Borçlar Kanununun 118 inci maddesine göre, iki şahıs karşılıklı bir miktar meblâğı veya yekdiğerine mümasil başka malları birbirine borçlu oldukları takdirde, her iki borç muaccel ise iki taraftan her biri borcunu alacağı ile takas edebilir. Alacaklardan biri, münazaalı olsa bile takas dermeyan olunabilir. Zamanaşımına uğramış bir alacak, takas dermeyan edebileceği zamanda müruru zaman ile sâkıt olmuş değil ise onun da takası dermeyan olunabilir. Takasın hükümleri ise Borçlar Kanununun 122 nci maddesinde düzenlenmiştir. Buna göre takas, ancak borçlunun takası dermeyan etmek kastını alacaklıya bildirmesiyle vaki olur. Bu takdirde iki borç takas edilebilecekleri andan itibaren en az olan borcun miktarı nispetinde sakıt olmuş addolunur. Hesabı cari meselesinde ticarete ilişkin hususi teamüller bakidir.
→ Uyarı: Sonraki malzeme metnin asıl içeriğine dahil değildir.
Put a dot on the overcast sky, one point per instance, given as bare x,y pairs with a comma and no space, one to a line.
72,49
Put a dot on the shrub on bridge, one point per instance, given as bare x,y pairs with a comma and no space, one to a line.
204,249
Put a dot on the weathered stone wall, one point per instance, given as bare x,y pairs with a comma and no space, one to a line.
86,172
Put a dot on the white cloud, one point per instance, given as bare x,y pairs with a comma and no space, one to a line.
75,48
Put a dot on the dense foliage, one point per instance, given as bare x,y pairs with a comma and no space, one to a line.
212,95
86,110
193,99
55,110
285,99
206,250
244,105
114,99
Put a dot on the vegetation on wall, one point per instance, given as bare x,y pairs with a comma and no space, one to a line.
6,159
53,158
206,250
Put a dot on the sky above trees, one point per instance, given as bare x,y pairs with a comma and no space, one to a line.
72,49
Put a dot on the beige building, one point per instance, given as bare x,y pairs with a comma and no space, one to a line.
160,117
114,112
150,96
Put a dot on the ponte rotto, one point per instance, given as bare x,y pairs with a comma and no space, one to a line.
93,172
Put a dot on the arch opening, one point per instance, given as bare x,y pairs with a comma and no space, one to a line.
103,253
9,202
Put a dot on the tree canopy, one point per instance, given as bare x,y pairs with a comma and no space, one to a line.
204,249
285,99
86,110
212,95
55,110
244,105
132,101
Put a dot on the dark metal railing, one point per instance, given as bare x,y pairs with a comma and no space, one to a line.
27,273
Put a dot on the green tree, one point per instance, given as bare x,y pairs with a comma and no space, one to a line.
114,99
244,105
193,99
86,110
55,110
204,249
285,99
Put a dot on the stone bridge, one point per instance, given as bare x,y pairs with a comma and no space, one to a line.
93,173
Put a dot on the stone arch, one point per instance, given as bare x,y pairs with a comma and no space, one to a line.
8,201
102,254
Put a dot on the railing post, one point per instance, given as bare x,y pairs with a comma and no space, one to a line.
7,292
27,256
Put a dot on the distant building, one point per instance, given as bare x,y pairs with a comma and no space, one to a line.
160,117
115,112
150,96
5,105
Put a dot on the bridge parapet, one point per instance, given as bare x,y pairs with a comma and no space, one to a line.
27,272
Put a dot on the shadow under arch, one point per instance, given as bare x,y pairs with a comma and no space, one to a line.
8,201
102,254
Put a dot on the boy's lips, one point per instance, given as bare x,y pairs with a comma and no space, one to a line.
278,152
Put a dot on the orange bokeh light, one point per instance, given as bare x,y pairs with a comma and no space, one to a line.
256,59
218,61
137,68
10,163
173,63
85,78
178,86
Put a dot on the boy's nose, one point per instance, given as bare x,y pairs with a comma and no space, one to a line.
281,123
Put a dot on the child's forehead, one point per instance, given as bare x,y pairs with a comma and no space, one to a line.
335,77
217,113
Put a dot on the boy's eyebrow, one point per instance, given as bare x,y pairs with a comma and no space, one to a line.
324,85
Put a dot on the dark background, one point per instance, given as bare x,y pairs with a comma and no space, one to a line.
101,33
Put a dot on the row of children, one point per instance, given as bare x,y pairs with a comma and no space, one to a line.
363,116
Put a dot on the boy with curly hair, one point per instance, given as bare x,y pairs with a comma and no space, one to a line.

Takasın şartları, karşılıklı borçluluk, borçlarda özdeşlik ve borçların ifasının istenebilir olmasıdır. Takas beyanının karşı tarafa ulaşmasıyla karşılıklı borçlar takas edilebilecekleri andan itibaren daha az olan borcun tutarı oranında sona ermiş sayılır. Takas edilecek karşılıklı borçlar normal olarak farklı borç ilişkisinden doğacaktır. Takasın yapılabilmesi karşılıklı borçların özdeş olmasına bağlıdır. Uygulamada genellikle karşılıklı para borçlarında takas söz konusu olur. Bununla beraber aynı nitelikteki cins borçlarının da takası mümkündür. Fakat borçlanılan edimlerin nitelikleri farklıysa, örneğin; bir taraf kuru üzüm, diğer taraf ise taze üzüm teslim etme borcu altındaysa takas söz konusu olmaz.[3]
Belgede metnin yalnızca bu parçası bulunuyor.